There is, of course, another direction to which the signpost might point, and that is at us. This is the monster as mirror, reflecting our own ugliness and shortcomings back at us. The stories in the fourth and final section of this anthology hold up the glass to humanity, and record what is found in its depths. China Miéville’s “Familiar” begins with a witch’s disappointment in the creature he has wrought from his flesh, and then follows the discarded lump as it remakes itself from its urban surroundings. In Lisa Tuttle’s “Replacements,” a strange new pet becomes the obsession of women all over London, much to the disgust and confusion of the men in their lives. Stephen Graham Jones’s “Little Monsters” is an exercise in the challenges of monster-construction, while Sarah Langan’s “The Changeling” presents an unwanted and neglected child who becomes a child-snatching monster in the service of the dead. Nathan Ballingrud’s “The Monsters of Heaven” asks to what ends we might employ our monsters in the expiation of our most terrible mistakes. And in the anthology’s powerful closing story, Nadia Bulkin’s “Absolute Zero,” eight-year-old Max is given a Polaroid picture of his missing father, a stag-headed avatar of the wild. As Max grows and tries to build a future by searching for pieces of his past, including his monstrous father, he discovers that the worlds of the human and the monster are hopelessly blurred.

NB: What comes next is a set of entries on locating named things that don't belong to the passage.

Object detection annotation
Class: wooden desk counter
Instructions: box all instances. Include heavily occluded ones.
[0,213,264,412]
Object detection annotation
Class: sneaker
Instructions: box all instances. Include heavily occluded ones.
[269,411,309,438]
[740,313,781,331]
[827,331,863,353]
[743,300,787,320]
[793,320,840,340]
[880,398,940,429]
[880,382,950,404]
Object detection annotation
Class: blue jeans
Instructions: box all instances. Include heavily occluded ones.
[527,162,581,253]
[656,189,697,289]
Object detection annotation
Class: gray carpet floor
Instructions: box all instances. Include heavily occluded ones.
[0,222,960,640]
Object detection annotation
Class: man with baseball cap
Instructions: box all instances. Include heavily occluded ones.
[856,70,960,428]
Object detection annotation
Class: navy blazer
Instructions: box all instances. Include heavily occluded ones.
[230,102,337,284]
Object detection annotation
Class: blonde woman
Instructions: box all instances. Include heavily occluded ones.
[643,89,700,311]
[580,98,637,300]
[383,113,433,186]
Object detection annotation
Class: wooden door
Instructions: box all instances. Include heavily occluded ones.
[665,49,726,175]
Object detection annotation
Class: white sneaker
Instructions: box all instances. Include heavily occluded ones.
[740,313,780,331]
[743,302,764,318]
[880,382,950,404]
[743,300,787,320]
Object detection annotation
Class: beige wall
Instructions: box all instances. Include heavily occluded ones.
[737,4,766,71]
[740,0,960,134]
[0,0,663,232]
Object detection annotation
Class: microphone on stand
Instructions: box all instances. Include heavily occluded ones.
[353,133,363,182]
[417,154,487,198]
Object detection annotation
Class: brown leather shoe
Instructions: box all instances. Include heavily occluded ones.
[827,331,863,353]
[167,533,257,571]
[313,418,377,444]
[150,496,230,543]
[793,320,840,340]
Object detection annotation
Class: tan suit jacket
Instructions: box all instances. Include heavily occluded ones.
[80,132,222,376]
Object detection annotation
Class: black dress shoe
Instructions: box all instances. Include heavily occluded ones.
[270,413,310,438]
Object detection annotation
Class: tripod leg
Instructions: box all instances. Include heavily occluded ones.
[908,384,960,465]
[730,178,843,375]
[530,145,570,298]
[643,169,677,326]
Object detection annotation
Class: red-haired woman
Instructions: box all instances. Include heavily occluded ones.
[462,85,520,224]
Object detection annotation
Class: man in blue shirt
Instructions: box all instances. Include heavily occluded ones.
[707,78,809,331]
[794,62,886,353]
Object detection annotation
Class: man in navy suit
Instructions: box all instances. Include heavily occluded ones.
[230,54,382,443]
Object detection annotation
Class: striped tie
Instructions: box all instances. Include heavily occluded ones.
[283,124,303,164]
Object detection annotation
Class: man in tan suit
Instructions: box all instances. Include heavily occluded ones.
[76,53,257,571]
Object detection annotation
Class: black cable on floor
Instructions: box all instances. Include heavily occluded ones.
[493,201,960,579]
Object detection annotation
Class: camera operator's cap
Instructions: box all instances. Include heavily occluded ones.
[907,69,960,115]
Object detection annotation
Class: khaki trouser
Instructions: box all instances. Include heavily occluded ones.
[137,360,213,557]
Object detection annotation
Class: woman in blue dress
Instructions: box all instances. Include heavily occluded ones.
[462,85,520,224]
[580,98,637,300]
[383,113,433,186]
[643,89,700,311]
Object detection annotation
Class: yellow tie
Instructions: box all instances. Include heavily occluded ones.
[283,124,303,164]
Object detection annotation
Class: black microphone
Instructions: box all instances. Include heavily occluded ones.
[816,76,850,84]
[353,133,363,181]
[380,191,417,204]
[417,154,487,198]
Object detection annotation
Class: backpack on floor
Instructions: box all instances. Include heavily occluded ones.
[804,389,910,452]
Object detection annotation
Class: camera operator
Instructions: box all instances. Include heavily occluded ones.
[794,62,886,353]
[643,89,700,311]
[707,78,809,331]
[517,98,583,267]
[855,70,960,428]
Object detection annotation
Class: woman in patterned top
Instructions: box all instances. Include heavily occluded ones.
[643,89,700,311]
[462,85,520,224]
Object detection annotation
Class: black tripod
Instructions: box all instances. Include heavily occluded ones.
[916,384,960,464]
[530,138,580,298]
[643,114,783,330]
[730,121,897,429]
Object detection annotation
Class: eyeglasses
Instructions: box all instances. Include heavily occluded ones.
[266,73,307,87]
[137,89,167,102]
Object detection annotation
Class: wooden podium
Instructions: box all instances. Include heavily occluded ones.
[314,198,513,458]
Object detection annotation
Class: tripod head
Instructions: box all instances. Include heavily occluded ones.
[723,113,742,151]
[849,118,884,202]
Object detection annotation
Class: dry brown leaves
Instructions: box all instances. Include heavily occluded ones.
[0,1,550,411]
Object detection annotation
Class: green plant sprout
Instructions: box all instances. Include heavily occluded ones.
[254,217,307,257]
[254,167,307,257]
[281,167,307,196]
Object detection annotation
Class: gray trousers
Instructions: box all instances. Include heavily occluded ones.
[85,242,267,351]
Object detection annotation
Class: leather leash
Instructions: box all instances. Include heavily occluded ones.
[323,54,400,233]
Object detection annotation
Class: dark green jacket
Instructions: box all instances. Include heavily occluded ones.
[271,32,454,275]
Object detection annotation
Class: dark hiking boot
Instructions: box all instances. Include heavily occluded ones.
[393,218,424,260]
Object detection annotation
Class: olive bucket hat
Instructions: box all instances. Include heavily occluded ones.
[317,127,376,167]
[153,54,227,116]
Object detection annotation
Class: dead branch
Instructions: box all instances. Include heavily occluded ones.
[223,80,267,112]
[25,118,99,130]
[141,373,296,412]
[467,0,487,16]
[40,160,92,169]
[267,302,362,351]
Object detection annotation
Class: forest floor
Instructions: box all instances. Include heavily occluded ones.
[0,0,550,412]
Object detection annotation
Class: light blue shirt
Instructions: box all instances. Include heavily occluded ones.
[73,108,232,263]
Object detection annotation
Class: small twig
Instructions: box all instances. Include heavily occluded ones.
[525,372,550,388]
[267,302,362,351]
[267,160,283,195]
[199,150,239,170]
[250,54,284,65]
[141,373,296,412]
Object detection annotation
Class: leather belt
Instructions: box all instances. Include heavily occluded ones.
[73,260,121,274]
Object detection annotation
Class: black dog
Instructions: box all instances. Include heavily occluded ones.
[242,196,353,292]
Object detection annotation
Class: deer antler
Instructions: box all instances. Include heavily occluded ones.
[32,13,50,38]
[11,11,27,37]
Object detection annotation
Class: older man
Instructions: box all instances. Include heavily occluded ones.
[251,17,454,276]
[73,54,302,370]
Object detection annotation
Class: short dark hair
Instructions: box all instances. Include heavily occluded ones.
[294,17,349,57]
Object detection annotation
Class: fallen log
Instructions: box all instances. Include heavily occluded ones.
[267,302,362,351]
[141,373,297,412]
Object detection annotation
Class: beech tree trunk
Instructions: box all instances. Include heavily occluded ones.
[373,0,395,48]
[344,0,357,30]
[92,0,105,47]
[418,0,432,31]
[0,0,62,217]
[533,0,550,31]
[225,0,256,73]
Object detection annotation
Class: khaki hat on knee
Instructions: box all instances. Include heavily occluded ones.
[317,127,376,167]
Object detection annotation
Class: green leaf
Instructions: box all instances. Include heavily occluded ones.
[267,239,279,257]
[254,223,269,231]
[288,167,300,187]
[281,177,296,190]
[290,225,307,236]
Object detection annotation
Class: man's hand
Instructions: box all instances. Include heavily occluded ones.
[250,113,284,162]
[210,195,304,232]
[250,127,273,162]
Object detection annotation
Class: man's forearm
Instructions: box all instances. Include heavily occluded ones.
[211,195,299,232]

To one degree or another, all the stories in this final section touch on ideas of parents and children. Given that family is the means by which we enter the world, and by which the world first enters us, it is not so surprising that stories about our monstrousness should involve the family. If this anthology has an overarching theme, it might be that monsters are our family, always closer to us than is really comfortable, the twisted limbs on our family tree.